Judge gives high school teacher 31-day sentence for statutory rape of 14-year-old girl

A Montana judge has sparked a national outpouring of fury after he ordered a now 54-year-old former high school teacher convicted of the statutory rape of a 14-year-old girl to serve just 31 days in prison, reports the Missoulian.

The crime occurred in 2007. The girl, Cherice Morales, later committed suicide.

Yellowstone County district judge G. Todd Baugh was not moved by the girl’s plight, however. In his view, in fact, the 14-year-old Billings rape victim was “as much in control of the situation” as the teacher was, notes the Missoulian. He said she was also a problem-plagued kid who was “older than her chronological age.”

Under Montana law, a person under the age of 16 doesn’t have the legal ability to agree to sexual intercourse. Therefore, the relationship between Morales and the disgraced Billings Senior High School teacher, Stacey Dean Rambold was felony rape.

Baugh sentenced Rambold to 15 years in prison. If that sounds harsh, don’t fret: Baugh suspended all but 31 days of the sentence (so approximately 5,450 suspended days).

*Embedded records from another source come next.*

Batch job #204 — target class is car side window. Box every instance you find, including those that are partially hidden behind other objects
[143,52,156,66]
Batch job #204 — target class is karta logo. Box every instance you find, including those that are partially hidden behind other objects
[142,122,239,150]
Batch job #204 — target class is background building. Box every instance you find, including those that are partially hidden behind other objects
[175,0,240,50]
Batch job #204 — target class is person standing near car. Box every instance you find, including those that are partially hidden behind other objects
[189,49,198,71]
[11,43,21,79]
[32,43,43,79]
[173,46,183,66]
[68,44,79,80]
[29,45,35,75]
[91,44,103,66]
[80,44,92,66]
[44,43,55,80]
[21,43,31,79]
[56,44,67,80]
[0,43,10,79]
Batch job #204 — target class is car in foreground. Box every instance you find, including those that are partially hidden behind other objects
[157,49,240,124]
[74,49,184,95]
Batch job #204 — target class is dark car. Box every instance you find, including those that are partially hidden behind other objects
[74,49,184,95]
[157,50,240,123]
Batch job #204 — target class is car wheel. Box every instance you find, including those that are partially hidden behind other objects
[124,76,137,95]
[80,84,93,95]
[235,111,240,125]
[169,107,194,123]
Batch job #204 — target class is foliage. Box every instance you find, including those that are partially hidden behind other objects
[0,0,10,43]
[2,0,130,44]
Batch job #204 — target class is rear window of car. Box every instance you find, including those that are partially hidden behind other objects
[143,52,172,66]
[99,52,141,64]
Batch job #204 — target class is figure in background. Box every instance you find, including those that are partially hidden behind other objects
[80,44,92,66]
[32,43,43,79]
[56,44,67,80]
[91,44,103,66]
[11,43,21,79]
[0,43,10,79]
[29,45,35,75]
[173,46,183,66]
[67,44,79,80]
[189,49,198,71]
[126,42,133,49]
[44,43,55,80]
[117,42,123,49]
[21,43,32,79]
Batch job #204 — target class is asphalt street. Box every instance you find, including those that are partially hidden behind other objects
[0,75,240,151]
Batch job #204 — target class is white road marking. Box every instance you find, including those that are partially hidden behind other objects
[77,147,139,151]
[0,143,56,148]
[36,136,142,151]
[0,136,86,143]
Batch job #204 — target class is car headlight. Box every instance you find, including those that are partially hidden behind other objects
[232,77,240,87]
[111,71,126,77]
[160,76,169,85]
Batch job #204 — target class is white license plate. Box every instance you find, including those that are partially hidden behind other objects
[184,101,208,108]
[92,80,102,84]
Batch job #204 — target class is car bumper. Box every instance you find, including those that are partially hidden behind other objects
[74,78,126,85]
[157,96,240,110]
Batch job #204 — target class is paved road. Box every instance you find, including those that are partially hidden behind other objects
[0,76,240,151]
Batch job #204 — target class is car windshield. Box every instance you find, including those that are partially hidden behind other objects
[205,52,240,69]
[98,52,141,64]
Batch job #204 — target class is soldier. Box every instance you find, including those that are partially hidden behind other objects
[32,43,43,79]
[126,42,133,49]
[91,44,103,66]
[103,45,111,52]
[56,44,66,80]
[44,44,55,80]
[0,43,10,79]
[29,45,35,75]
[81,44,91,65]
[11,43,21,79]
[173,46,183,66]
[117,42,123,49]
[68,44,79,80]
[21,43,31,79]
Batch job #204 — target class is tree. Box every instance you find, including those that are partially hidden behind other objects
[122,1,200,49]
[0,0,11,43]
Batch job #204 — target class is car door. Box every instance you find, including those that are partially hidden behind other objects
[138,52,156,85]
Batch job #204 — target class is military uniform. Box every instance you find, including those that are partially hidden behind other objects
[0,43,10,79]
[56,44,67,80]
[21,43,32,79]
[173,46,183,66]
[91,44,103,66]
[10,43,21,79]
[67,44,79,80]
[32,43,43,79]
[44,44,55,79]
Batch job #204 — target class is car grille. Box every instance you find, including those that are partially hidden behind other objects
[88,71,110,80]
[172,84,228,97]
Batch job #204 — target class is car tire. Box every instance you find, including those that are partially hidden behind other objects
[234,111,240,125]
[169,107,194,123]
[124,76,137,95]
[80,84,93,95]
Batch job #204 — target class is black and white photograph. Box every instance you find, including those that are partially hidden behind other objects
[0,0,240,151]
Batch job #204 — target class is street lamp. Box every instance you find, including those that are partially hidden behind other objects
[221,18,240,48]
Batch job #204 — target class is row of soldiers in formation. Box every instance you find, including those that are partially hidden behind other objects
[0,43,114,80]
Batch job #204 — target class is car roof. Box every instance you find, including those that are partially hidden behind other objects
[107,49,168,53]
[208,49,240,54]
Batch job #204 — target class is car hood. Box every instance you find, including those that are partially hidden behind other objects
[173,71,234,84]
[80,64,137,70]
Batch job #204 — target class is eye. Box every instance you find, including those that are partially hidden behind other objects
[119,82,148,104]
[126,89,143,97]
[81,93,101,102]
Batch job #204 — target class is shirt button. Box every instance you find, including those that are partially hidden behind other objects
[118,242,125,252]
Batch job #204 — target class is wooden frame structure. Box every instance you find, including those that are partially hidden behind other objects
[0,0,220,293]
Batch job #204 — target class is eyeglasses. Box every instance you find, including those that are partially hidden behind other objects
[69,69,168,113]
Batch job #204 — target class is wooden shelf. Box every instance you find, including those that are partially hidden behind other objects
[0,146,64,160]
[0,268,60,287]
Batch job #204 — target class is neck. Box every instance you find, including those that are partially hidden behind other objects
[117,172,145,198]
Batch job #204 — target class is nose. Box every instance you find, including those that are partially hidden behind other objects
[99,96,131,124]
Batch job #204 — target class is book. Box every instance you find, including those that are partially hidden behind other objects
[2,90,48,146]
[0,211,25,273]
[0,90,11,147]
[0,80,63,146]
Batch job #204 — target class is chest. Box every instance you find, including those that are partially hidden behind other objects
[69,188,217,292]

Rambold will get credit for the one day he has already served in jail for his crime. He will also spend 15 years on probation and be required to register as a sex offender.

The deceased girl’s mother, Auliea Hanlon, was very disappointed in the outcome.

“You people suck!” she yelled several times before leaving the courtroom angrily.

Before Baugh handed down the flimsy sentence, Hanlon had testified that Rambold’s statutory rape of Morales was a “major factor” in the girl’s later suicide. The distraught mother pleaded with the judge for a harsh sentence.

A doctor who is treating Rambold also testified, assuring the judge that the convict poses a low risk to society.

Morales killed herself a few weeks prior to her 17th birthday, around the time Rambold was criminally charged because of their illicit, illegal affair.

Rambold’s jail sentence was only imposed after he violated requirements imposed on him because of his sex offender status. (Baugh characterized the violations as minor, according to KULR; they involved therapy rules and interaction with his own nieces and nephews).

“I was horrified,” Hanlon said later, according to local NBC affiliate KULR-TV. “And I don’t believe in justice any more. There is a statement prepared. It pretty much says it all. It was a joke.”

In that later statement, Hanlon said of her daughter: “She wasn’t even old enough to get a driver’s license. But Judge Baugh, who never met our daughter, justified the paltry sentence saying she was older than her chronological age.”

Baugh stood firmly by his sentence.

“Obviously, a 14-year-old can’t consent. I think that people have in mind that this was some violent, forcible, horrible rape,” the judge said. “It was horrible enough as it is, just given her age, but it wasn’t this forcible beat-up rape.”

Local organizers opposed to the sentence have announced a Thursday rally. Several petitions to unseat Judge Baugh have also sprung up including this one and this one.